Publié le 20 avril 2014 à 0h09 - Dernière mise à jour le 27 octobre 2022 à 17h48
Monseigneur Georges Pontier, Archevêque de Marseille, Président de la Conférence des évêques de France revient sur le sens de Pâques, la fête la plus importante pour les Chrétiens.
Destimed : Quel est le sens de cette fête de Pâques?
Monseigneur Georges Pontier : Pour moi, il réside dans le fait que notre existence humaine n’est pas enfermée dans ce périmètre de la vie ici-bas. Il y a un Autre qui a donné la vie ici-bas. Il y a un Autre qui a donné la vie, ce monde, ce n’est pas pour que cela finisse dans la mort mais dans la vie, la résurrection. Et cette espérance doit permettre de traverser les échecs, les trahisons, les pépins de santé. Elle permet de rester humain dans les épreuves. Pâques, c’est d’autre part ce qui nous permet de mesurer que l’autre, notre prochain, est notre égal, qu’on ne peut donc le maltraiter. C’est enfin une invitation à ne pas nous livrer à nos espoirs matériels. Il est tout à fait concevable d’avoir des envies, mais il faut bien mesurer que le matériel ne nous comblera jamais, ne pourra jamais combler les besoins les plus profonds de l’Homme. Alors, soignons le relationnel : ce qui est soutien, compassion, action associative, mais aussi, tout simplement, le respect de la qualité des relations dans la vie quotidienne.
Au fond de la souffrance, il y aurait un espoir ?
Dans ce Dieu fait homme, trahi, qui doute, qui meurt sur la Croix avant de ressusciter, il y a le message que, même lorsque l’on est au fond du puits, un autre s’occupe de nous. Seul on ne peut pas s’en sortir. Et notre Foi nous dit : Un est avec nous, il nous sortira du puits comme il a sorti son fils. Et puis, l’être humain est éminemment relationnel. S’il veut avancer seul, construire pour lui seul, il se fragilise. Mais quelqu’un est avec nous. Alors, les échecs ne doivent, ne peuvent gagner en nous même s’il gagne à l’extérieur. Le Christ a subi la trahison, la violence, les infidélités, il ne s’en est remis ni à la haine ni à la violence, il est resté humain.

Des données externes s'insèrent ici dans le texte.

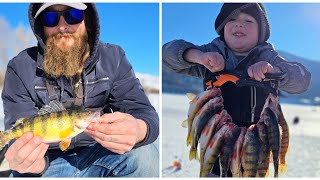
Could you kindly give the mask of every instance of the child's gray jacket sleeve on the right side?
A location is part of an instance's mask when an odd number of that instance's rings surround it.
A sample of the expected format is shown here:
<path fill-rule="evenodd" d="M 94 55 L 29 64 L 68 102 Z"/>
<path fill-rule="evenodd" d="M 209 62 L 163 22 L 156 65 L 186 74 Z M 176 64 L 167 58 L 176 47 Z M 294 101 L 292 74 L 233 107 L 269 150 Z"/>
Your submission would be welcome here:
<path fill-rule="evenodd" d="M 280 90 L 291 94 L 300 94 L 308 89 L 311 73 L 305 66 L 298 62 L 288 62 L 273 48 L 263 54 L 263 59 L 268 59 L 271 65 L 278 67 L 282 72 L 286 73 L 285 77 L 280 81 Z"/>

Vous soulignez l’importance de la rencontre avec Dieu mais aussi avec l’Autre…
Effectivement, on ne peut être soi, solide, que dans la rencontre avec l’Autre, c’est là que ce crée ce que je ne peux créer par moi-même. La rencontre du plus pauvre nous fait prendre conscience de la dignité humaine, de la force de l’Homme. Et combien de témoignages avons-nous de gens qui, s’investissant dans le rapprochement des cultures, en reviennent renouvelés. Alors que celui qui s’enferme dans les peurs ou ses certitudes, se perd. Judas s’est laissé idéologiser, enfermer, et c’est cela qui le conduit à trahir mais, cette trahison le conduit au suicide, c’est lui qui meurt. Alors que l’ouverture à l’Autre fait vivre.
Le Pape François marque les esprits, qu’est-ce qui fait qu’il touche autant, les Catholiques comme d’autres, croyants ou pas ?
Il nous invite à cette ouverture à l’Autre. Il nous révèle tout ce qu’il a reçu des plus pauvres. Et, ce n’est pas que des mots. Il pose des actes. Il s’est rendu à Lampedusa; il a été en prison pour Jeudi saint; puis, auprès de personnes handicapées. Il ne vit pas dans une tour. Il ouvre grand les portes, il va vers l’Autre. Et c’est en cela qu’il touche, les Catholiques et bien au-delà. Après, qu ‘il y ait chez certains une nostalgie d’une Église hiérarchisée, enfermée, c’est dommage pour eux. Le Pape François touche par sa simplicité, sa défense des plus faibles, des plus pauvres. Il a dénoncé les dérives d’un libéralisme excessif. Et il ne cesse de nous dire de réduire l’écart entre nos propos et notre façon de vivre. Enfin, il a su, malgré l’importance de sa fonction, garder une spontanéité et parle toujours avec des mots que tout le monde peut comprendre.